2. Le samedi 11 février 2006 à 09:28, par l'ennuyeux :
chez Toussaint, ce sont ses films quand même.
Non ?
J'aimerais bien avoir un éclairage sur le sujet.
C'est juste parce qu'il en est parlé plus haut. Sinon, je veux bien parler d'autre chose.
Même tout seul.
Oh oui, comment il s'appelle, son comédien, un chanteur, un grand, il a un frère (qui chante aussi), celui qui occupe le rôle du narrateur dans les films, une catastrophe pour l'empathie ?
3. Le samedi 11 février 2006 à 19:59, par grapheus :
Il y a quand même des petits "mecs" aigres qui éprouvent le besoin de se faire lire sur les textes des autres.

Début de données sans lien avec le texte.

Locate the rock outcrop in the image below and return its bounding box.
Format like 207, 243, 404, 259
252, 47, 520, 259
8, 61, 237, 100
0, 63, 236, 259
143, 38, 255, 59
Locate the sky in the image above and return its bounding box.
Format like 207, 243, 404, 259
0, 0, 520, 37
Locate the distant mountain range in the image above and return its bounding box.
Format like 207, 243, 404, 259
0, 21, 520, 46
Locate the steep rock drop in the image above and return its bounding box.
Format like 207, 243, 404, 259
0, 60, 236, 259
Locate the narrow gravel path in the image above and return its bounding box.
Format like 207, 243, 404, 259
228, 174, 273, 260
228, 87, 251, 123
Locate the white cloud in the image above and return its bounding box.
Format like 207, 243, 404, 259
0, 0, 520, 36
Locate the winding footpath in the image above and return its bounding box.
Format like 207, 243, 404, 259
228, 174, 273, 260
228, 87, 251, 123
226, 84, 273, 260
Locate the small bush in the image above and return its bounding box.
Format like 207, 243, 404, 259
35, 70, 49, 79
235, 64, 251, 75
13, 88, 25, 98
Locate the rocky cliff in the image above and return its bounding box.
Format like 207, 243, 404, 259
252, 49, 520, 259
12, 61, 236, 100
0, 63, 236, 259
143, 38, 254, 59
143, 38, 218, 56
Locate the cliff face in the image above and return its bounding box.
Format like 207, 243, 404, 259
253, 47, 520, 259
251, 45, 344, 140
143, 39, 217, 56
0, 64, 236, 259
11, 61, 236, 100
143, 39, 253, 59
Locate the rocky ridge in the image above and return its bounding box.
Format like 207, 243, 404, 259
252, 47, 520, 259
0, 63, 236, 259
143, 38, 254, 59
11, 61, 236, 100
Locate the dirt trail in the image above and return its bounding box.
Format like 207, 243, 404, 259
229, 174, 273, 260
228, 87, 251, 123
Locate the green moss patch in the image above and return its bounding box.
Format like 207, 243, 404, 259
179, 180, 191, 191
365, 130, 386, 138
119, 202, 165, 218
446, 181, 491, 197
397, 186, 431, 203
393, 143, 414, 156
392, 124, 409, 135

4. Le samedi 11 février 2006 à 21:04, par Berlol :
"Déboulonner ce qui ne l'était pas", bien dit ! En effet, Baudrillard ne s'est jamais prétendu philosophe ou sociologue. Certains l'ont dit de lui et lui ont préparé des voyages, des conférences, des tournées, des unes de presse, etc., qu'il était dans son cynisme de ne pas refuser, tout en reprécisant les choses à chaque fois (j'ai vu ça à Tokyo il y a quelques années). Je crois que son "œuvre" et sa "pensée" (le vieux style !...) ne sont pas réfutables parce qu'elles n'ont aucune méthode ni système. Banalités, paradoxes, apories, aphorismes s'y cotoient dans une débauche esthétique et littéraire d'autodérision. Ce n'est pas ce que je préfère et je ne prendrais pas sa défense mais vouloir le flinguer comme ça, voilà qui est un peu étrange, et indigne (à vaincre sans péril, on triomphe sans gloire...), et révélateur d'un nouveau puritanisme du langage (qu'aucun mot ne laisse traîner ses sens, policez-vous !).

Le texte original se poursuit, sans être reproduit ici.